Figure 4: Belief Calibration
As model capability increases, first-order belief calibration improves (lower KL), and second-order elicitation can mildly regularize first-order estimates.
Discussion Subpage 04
This page corresponds to Sections 5-7 in the paper. It synthesizes what the three result analyses jointly imply about Theory-of-Mind in LLM agents: when beliefs are merely expressed versus when they are integrated into actual decision policy.
Synthesis
As model capability increases, first-order belief calibration improves (lower KL), and second-order elicitation can mildly regularize first-order estimates.
ToM-order effects on proposal fairness are heterogeneous: earlier and later model generations can move in opposite strategic directions.
Accept/reject behavior is predictable from low-dimensional ToM-valued gain/loss terms, and higher-order terms reshape coefficient geometry.
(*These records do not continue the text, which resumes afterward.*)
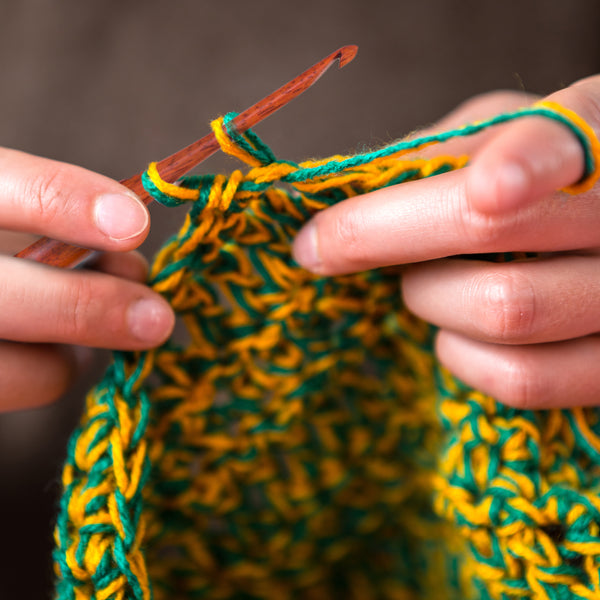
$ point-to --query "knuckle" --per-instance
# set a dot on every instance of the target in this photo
(46, 195)
(482, 232)
(348, 235)
(79, 308)
(505, 306)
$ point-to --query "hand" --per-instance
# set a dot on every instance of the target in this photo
(525, 332)
(45, 310)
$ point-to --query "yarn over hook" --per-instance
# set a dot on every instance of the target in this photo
(302, 442)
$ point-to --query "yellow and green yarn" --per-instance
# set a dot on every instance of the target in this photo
(302, 442)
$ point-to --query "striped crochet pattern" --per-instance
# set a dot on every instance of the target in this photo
(297, 440)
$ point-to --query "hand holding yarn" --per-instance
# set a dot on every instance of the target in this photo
(523, 331)
(43, 310)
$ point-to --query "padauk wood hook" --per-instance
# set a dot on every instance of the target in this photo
(60, 254)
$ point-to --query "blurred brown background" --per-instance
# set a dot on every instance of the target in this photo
(112, 85)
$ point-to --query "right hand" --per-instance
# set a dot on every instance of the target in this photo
(45, 312)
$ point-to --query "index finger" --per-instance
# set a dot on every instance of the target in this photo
(440, 216)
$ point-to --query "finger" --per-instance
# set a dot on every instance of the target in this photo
(34, 375)
(557, 375)
(431, 218)
(478, 108)
(42, 304)
(69, 203)
(129, 265)
(528, 302)
(533, 157)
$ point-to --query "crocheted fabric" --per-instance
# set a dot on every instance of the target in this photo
(301, 442)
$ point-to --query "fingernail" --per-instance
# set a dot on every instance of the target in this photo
(120, 216)
(306, 248)
(150, 320)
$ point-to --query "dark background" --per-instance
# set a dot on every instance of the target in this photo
(113, 84)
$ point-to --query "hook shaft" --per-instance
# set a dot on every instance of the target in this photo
(61, 254)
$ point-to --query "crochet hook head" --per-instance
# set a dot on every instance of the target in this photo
(60, 254)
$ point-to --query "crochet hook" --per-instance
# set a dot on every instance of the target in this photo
(59, 254)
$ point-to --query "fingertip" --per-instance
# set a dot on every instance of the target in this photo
(150, 320)
(500, 188)
(122, 218)
(305, 248)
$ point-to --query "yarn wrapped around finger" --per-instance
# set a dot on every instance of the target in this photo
(297, 439)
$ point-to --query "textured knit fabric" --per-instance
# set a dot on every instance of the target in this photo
(297, 439)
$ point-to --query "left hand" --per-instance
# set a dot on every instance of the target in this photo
(525, 332)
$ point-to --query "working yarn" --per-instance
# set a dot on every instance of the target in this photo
(302, 442)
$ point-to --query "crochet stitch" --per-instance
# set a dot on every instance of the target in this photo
(301, 442)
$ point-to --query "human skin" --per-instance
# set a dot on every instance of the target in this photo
(49, 315)
(525, 332)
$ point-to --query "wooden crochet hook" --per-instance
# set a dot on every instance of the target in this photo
(60, 254)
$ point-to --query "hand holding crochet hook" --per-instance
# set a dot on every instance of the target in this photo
(48, 314)
(525, 331)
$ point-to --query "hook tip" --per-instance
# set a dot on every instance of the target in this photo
(346, 54)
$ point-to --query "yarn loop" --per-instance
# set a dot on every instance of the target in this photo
(299, 440)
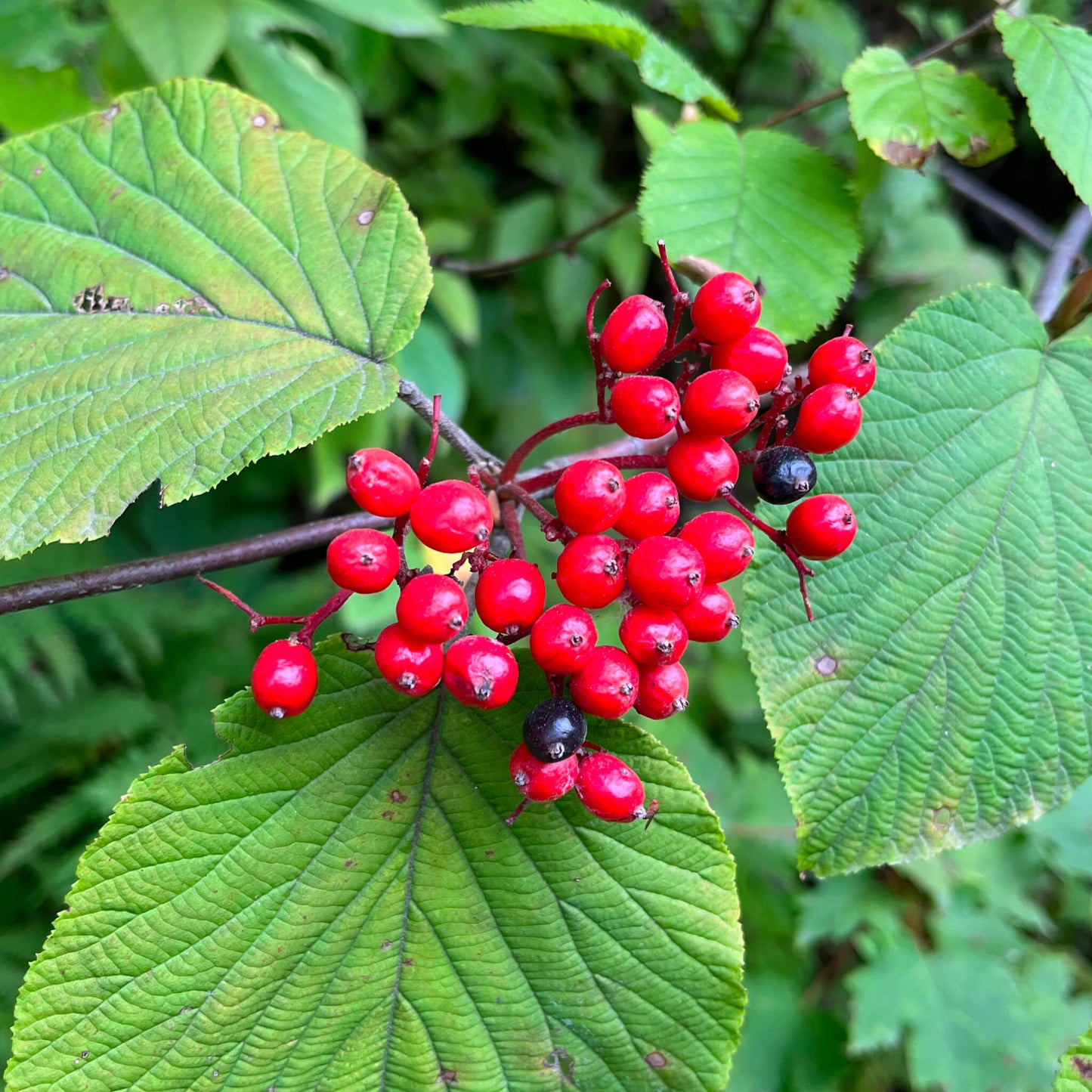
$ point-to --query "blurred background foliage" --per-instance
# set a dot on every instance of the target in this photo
(970, 971)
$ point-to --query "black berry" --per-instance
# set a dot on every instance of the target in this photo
(783, 475)
(554, 729)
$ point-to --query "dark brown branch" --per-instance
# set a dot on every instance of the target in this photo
(942, 47)
(1015, 214)
(561, 246)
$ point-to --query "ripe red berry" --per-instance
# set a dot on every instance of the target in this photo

Calibration, exchange behavior, and decision weights are linked but not equivalent. Good belief reports do not automatically imply cooperative/fair strategy.
Terminology used in this project page:
ToM expression capability = ability to report plausible belief traces;
Policy-level ToM integration = consistent use of those beliefs to guide proposal and accept/reject actions.
Implications
Standard ToM evaluation often tests direct question answering. TradeCraft instead evaluates whether inferred beliefs are operationalized in a dynamic, strategic, multi-agent loop where negotiation and crafting constraints jointly matter.
Limitations
Future Work
TradeCraft provides evidence that the role of ToM in LLM decision-making is model-dependent and can change qualitatively with scaling and training. The benchmark is designed to make this transition observable through linked belief, proposal, and decision measurements.